Last evening, Reason co-sponsored an event at New York's great Museum of Sex titled "Thank You for Vaping," in which foes of the nanny state lit up electronic cigarettes (filled with all sorts of material!) in defiance of the Big Apple's new vaping ban. It was a swell time, as perusal of the press coverage can attest.
More than 300 e-smokers showed up for a "vape-in" at Manhattan's Museum of Sex Monday night to protest a New York City ban on indoor e-cigarette smoking.

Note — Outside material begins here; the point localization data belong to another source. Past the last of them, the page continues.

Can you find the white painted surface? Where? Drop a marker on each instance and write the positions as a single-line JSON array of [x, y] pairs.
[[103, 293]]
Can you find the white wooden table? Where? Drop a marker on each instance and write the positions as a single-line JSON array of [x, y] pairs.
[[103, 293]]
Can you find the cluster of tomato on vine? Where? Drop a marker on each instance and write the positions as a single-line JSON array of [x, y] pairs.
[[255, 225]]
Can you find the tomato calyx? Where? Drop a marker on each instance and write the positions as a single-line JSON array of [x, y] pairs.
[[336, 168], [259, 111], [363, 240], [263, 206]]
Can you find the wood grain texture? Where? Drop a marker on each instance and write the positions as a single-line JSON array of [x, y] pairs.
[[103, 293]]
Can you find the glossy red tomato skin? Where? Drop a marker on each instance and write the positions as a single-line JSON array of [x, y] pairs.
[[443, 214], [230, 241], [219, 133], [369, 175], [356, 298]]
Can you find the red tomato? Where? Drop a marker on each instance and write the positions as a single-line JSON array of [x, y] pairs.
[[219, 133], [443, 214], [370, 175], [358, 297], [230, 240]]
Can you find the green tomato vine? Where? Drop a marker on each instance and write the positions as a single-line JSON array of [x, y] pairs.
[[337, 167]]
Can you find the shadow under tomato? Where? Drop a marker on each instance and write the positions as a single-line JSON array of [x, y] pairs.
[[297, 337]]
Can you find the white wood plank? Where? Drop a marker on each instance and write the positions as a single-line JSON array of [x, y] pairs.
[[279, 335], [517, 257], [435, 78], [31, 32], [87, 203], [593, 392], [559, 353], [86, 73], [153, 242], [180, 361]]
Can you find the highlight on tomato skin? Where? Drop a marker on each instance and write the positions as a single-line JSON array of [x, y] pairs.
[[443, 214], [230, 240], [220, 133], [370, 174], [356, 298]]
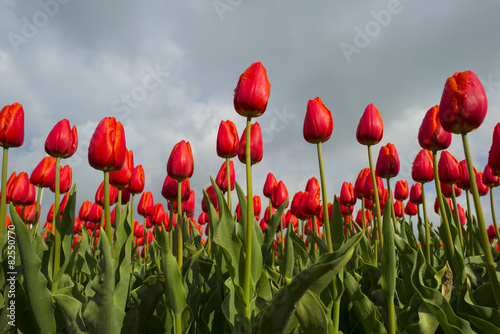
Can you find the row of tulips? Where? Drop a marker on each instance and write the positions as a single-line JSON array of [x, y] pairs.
[[315, 267]]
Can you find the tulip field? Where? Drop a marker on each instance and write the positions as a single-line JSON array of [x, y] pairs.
[[368, 260]]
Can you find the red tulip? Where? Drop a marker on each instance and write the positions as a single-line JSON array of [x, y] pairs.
[[422, 170], [65, 179], [269, 185], [370, 128], [180, 164], [401, 190], [85, 210], [416, 193], [489, 179], [360, 182], [12, 126], [256, 146], [449, 169], [146, 205], [62, 141], [44, 173], [227, 140], [318, 123], [347, 196], [169, 190], [431, 135], [494, 154], [221, 179], [463, 104], [137, 181], [252, 92], [387, 162], [107, 148], [121, 178]]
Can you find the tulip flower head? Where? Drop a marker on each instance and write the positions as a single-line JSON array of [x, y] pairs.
[[318, 123], [252, 91]]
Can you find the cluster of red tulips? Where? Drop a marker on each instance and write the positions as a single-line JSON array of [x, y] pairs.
[[313, 218]]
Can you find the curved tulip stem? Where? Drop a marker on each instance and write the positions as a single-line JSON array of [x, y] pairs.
[[427, 229], [3, 197], [180, 244], [492, 203], [490, 264], [107, 213], [249, 223], [375, 195], [326, 216], [228, 177], [56, 218]]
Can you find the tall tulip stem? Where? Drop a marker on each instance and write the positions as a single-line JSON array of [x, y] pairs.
[[107, 212], [3, 198], [249, 227], [490, 264]]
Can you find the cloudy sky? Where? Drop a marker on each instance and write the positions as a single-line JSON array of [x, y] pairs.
[[167, 70]]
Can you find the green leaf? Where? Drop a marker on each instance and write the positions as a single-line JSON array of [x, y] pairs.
[[39, 297]]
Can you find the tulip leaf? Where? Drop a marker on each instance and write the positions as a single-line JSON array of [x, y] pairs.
[[35, 283], [278, 313]]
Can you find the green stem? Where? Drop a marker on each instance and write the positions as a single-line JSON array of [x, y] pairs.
[[326, 216], [249, 222], [375, 195], [3, 197], [427, 229], [490, 265], [107, 213], [180, 244]]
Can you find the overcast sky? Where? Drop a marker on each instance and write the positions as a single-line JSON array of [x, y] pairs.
[[167, 70]]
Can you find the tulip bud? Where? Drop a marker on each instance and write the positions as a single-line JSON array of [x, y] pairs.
[[252, 91], [12, 126], [318, 123], [431, 135], [463, 104], [370, 128]]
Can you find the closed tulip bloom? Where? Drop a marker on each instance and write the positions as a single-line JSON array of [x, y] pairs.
[[494, 153], [169, 190], [19, 189], [221, 179], [256, 146], [137, 181], [62, 141], [431, 134], [107, 147], [180, 164], [416, 193], [12, 126], [227, 140], [121, 178], [252, 91], [463, 104], [422, 170], [146, 204], [359, 185], [279, 195], [481, 187], [449, 170], [387, 162], [269, 185], [84, 212], [489, 179], [347, 196], [318, 123], [411, 209], [401, 190], [65, 180], [370, 128]]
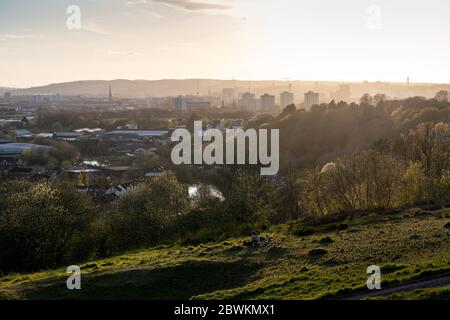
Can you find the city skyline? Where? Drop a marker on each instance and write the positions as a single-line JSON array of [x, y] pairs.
[[189, 39]]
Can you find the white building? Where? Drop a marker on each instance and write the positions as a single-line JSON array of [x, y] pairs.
[[228, 97], [342, 94], [286, 98], [267, 103], [190, 104], [248, 102], [311, 98]]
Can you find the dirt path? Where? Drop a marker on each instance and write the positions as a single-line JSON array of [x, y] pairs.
[[433, 282]]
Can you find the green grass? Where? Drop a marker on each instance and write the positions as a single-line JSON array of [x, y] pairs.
[[328, 261]]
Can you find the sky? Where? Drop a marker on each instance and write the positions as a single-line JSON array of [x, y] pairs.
[[347, 40]]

They thumbed their noses at e-cigarette prohibitionists by dancing and vaping the night away until well past midnight, when the ban went into effect. […]

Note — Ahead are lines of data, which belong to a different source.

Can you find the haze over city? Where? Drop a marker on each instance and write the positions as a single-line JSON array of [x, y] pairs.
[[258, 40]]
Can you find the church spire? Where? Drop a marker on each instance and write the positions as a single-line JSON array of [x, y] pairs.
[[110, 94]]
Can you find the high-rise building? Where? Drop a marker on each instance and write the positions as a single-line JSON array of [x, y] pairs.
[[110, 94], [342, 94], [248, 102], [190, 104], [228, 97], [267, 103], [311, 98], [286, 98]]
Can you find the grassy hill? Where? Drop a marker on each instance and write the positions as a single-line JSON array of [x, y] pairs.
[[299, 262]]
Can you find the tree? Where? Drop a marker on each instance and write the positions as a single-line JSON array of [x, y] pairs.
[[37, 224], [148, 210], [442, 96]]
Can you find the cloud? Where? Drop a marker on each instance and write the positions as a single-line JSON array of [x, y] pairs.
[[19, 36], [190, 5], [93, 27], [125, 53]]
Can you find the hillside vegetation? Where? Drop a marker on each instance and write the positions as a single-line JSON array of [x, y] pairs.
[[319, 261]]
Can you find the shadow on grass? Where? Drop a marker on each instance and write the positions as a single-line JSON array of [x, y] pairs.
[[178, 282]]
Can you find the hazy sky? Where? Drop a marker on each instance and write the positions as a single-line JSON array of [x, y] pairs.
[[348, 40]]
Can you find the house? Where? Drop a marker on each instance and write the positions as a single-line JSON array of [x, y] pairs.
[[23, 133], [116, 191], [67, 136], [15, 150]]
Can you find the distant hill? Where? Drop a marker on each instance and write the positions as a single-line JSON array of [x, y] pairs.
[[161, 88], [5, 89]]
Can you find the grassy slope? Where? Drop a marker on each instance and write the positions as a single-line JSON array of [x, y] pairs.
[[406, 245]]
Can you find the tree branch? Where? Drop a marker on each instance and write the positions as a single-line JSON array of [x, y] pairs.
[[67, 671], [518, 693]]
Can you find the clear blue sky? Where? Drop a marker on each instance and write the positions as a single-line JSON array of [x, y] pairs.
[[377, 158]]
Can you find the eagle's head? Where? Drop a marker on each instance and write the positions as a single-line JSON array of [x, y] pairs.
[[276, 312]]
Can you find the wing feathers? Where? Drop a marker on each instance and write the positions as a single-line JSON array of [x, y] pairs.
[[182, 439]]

Tara Lober, a 21-year-old from Brooklyn who attended the event, said she thinks the ban is silly.
"This is a health issue, yes, but I see it as closer to a civil rights issue," Lober said[.].
The scene might have been mistaken for a pickup spot—there were more than 100 bodies loose with booze, many toking on hookah-looking things. But those present consisted of vapers, what users of e-cigarettes and higher-tech nicotine-vaporizing devices call themselves, and they gathered to protest the city's indoor e-cig ban that took effect at midnight—by continuing to vape after 12 a.m. […]
One such vaper is Will Gallagher, a 20-year-old photography student who had a cigarette habit until he got into vaping.
"They make this out to be a bad thing when there really isn't a lot of information," he said of anti-vaping efforts. "It's really been a shoot first, ask questions later situation."
And, compared with smoking, "it's a much healthier thing," he added. […]
Vice magazine co-founder Gavin McInnes helped lead the countdown from five before midnight, which was followed by shouts of "Illegal smoking, woo!" and "Outlaw!" as vapers breathed deep.
When Newsweek asked McInnes what brought him to the vape-in, he said he didn't vape or smoke but was "always a libertarian."
If SoHo's swanky Henley Vaporium was a sign that the vape scene has come out from underground and is penetrating the mainstream, last night's event seals the deal. (Henley founder Talia Eisenberg was there donning a "Fuck Big Tobacco" shirt.) Attendees mingled with glasses of wine and High Life, in a darkly lit venue strewn with Playboy magazines and a DJ mixing next to the cocktail bar.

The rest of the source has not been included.